Truthout: Binders Full of Generals
But Obama prevailed despite the leaks, most likely helped by his firing of McChrystal and overruling his generals on the Bin Laden raid by insisting that there were backup helicopters.
How to Fix This
In a past column, I made a bold suggestion about what generals should be required to do to stop the insidious corruption of our top officers from going through the revolving door to lucrative defense company jobs and disillusioning our junior officers:
So, my reform solution for the general officer corps requires them to make a choice. If they want to go work for or invest money in a defense contractor, they must give up their title of general and lose their military retirement pay and perks. If they think it is unfair because they earned the retirement and the military rank, they can keep to a higher calling and work in some other civilian industry, as many generals did after World War II. (See my January article on the corruption of the general officer corps.) If the generals still want to work on military issues and strategy, they can go work for one of the myriad of nonprofit organizations that look at military issues or oversight, as long as they strictly stay away from any lobbying efforts with the DoD or the Congress. They also cannot go work for a nonprofit organization that accepts contributions from defense contractors unless they give up their rank and pensions. They should also not be allowed to fill a civilian political office in the DoD because of the necessary authority of civilian rule and they are still considered military. These rules would not be subject to any type of executive or Congressional waivers.
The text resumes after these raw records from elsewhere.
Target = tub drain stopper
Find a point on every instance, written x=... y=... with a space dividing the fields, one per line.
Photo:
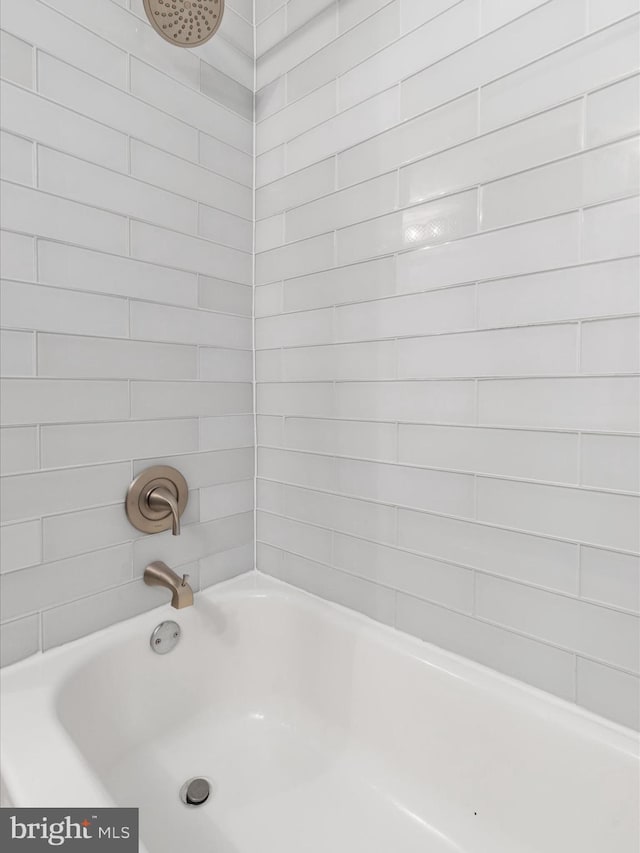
x=195 y=792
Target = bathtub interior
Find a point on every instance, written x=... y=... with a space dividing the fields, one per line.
x=302 y=715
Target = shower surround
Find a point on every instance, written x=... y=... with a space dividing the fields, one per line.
x=446 y=300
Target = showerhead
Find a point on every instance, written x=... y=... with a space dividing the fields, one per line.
x=186 y=23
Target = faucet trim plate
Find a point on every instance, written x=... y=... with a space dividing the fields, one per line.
x=156 y=499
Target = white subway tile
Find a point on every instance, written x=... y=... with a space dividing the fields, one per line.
x=29 y=210
x=601 y=14
x=226 y=160
x=17 y=159
x=342 y=438
x=301 y=258
x=195 y=542
x=207 y=469
x=536 y=350
x=610 y=578
x=73 y=178
x=582 y=403
x=552 y=134
x=436 y=130
x=608 y=692
x=583 y=291
x=406 y=315
x=437 y=38
x=344 y=130
x=33 y=495
x=78 y=357
x=604 y=634
x=45 y=121
x=367 y=280
x=17 y=353
x=611 y=346
x=227 y=296
x=62 y=37
x=71 y=266
x=296 y=47
x=296 y=118
x=303 y=539
x=536 y=246
x=16 y=60
x=304 y=327
x=227 y=499
x=226 y=91
x=526 y=39
x=439 y=221
x=188 y=326
x=20 y=638
x=345 y=52
x=121 y=111
x=220 y=365
x=589 y=178
x=348 y=515
x=520 y=556
x=349 y=361
x=17 y=254
x=441 y=583
x=312 y=399
x=611 y=230
x=375 y=601
x=296 y=189
x=271 y=99
x=51 y=309
x=45 y=586
x=191 y=107
x=32 y=401
x=20 y=545
x=270 y=166
x=579 y=68
x=222 y=227
x=613 y=112
x=18 y=450
x=218 y=433
x=537 y=663
x=352 y=12
x=158 y=245
x=189 y=399
x=78 y=618
x=496 y=13
x=439 y=402
x=610 y=462
x=226 y=564
x=598 y=518
x=438 y=491
x=72 y=444
x=302 y=469
x=343 y=208
x=514 y=453
x=269 y=233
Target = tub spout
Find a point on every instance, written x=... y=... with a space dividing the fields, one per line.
x=159 y=574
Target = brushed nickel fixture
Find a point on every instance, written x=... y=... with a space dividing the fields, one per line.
x=159 y=574
x=156 y=499
x=186 y=23
x=165 y=637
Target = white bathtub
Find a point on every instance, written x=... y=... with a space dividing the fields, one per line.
x=322 y=732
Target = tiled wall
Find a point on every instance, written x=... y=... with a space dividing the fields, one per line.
x=126 y=307
x=447 y=327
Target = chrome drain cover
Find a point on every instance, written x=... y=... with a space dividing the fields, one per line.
x=196 y=791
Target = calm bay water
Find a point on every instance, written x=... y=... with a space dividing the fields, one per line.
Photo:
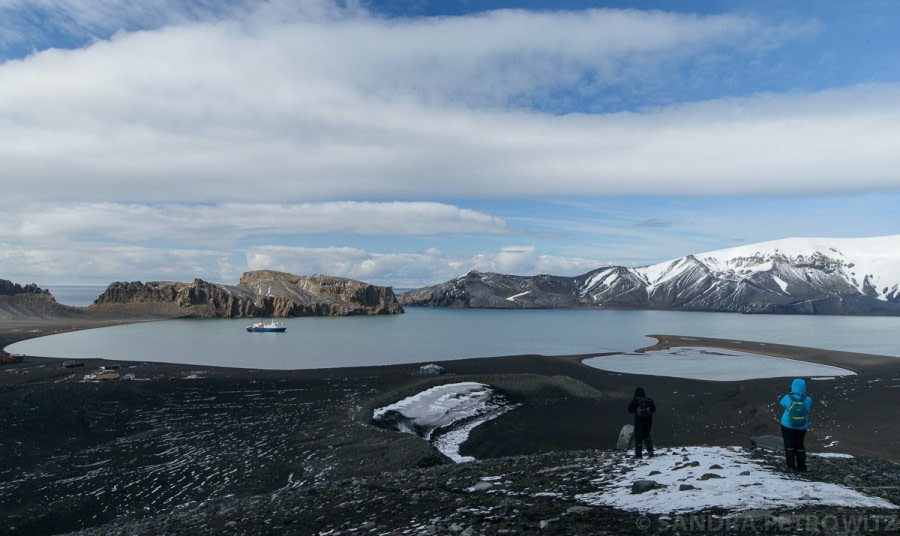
x=424 y=334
Now we have 359 retired generals and admirals corrupting our political process by using their rank instead of just their name to endorse a political candidate. Romney uses a fig leaf to pretend that people will understand that these are retired military by saying at the bottom of the list of his “military advisory council”:
“Use of Military Branch and/or Rank does not imply endorsement by the service branch or the Dept. of Defense”
If that phrase was really true, why put their rank down at all? I am not the only one concerned with what this mixing of rank and politics might do. According to the Army Times:
The Chairman of the Joint Chiefs, Army Gen. Martin Dempsey, has repeatedly urged retired officers to stay out of the political fray.